US submits long-term climate strategy to United Nations

The US has presented a long-term strategy for ambitious emissions reductions in the face of domestic political uncertainty, after Secretary of State John Kerry delivered a rousing speech to delegates in Marrakesh to assert that US climate commitments will not be reversed.


Just a week after climate-change denier Donald Trump was unveiled as the next White House occupant, the US has joined Mexico in becoming the first countries to publish long-term low-carbon strategies.

The US has presented a pathway for emissions reductions of 80% or more below 2005 levels by 2050. The strategy charts a path that is consistent with the long-term goals of the Paris Agreement – which officially entered into force last month –  with acknowledgement that the US will need to double the pace of emissions reductions after 2020 to achieve its 2025 target of a 26-28% reduction.

The plan states that the transition to a low-carbon energy system in 2050 will require cutting energy waste, decarbonising the electricity system and deploying clean fuels in the transportation, buildings, and industrial sectors.
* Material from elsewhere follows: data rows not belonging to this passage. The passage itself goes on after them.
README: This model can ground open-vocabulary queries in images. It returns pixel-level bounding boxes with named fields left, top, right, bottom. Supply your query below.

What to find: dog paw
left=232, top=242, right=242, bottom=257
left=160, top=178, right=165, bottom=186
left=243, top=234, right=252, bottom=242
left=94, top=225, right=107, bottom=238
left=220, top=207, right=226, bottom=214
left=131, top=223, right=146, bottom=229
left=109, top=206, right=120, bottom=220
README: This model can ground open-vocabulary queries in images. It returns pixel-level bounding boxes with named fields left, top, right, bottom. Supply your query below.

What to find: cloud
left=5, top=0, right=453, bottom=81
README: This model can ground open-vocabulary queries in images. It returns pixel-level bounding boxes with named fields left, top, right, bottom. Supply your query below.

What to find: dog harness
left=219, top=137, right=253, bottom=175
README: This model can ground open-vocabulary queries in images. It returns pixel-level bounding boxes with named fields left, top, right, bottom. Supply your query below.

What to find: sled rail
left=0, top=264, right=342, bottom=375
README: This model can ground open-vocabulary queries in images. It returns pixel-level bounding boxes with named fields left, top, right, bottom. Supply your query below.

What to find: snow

Renewables are expected to contribute 55% of the country’s electricity generation mix in 2050.

Technologies such as carbon capture and storage (CCS) are cited as essential in delivering negative emissions in 2050, while the report also highlights reduction of non-CO2 emissions through new stringent standards and incentives to reduce methane from oil and gas production, and landfills.

Meanwhile, Mexico’s pathway is a 50% reduction of greenhouse gases (GHGs) by 2050 compared to the year 2000. The strategy directs action in five important areas: the clean energy transition, energy efficiency and sustainable consumption, sustainable cities, reduction of short-lived climate pollutants and sustainable agriculture and protection of natural carbon sinks.

Global suicide

The strategies arrived on the same day that US Secretary of State descended on Marrakech to placate delegates with a message that the overwhelming majority of US citizens support the US action on climate change.

Speaking indirectly about president-elect Donald Trump’s vow to immediately pull the US out of the Paris Agreement, Kerry stated that the low-carbon transition would be dictated by market forces, rather than policy. The Secretary of State pointed to the fact that renewable prices have plummeted in recent years, with investment in solar growing by more than 30% since 2030.  

Kerry said: “No-one should doubt the overwhelming majority of the citizens of the US, who know climate change is happening and who are determined to keep our commitments that were made in Paris.

“I can tell you with confidence that the US is right now, today, on our way to meeting all of the international targets that we have set, and because of the market decisions that are being made, I do not believe that that can or will be reversed,” he continued.

“We literally can’t use one hand to pat ourselves on the back for what we have done to take steps to address climate change, and then turn around and use the other hand to write a big fat cheque enabling the widespread development of the dirtiest source of fuel in an outdated way, it just doesn’t make sense. That’s suicide, and that’s how we all lose this fight.”

Unyielding commitments

As the world’s largest economy and second largest GHG emitter, the US plays an important role in the global response to climate change. Kerry’s speech at the Marrakech conference joins a growing chorus of voices urging the President-in-waiting to keep the US in the Paris Agreement.

Yesterday, more than 360 US-based businesses and investors, including Ikea, Unilever, Mars and Nike, pledged to play their part – both within and beyond their operations – to limit global temperature rise to the well below two-degrees target established at COP21 last December.

As reports about Trump’s determination to walk away from the Paris Agreement emerge, delegates at COP22 in Marrakesh have forged ahead with ambitious new climate frameworks and bold pledges aimed at accelerating the global low-carbon transition.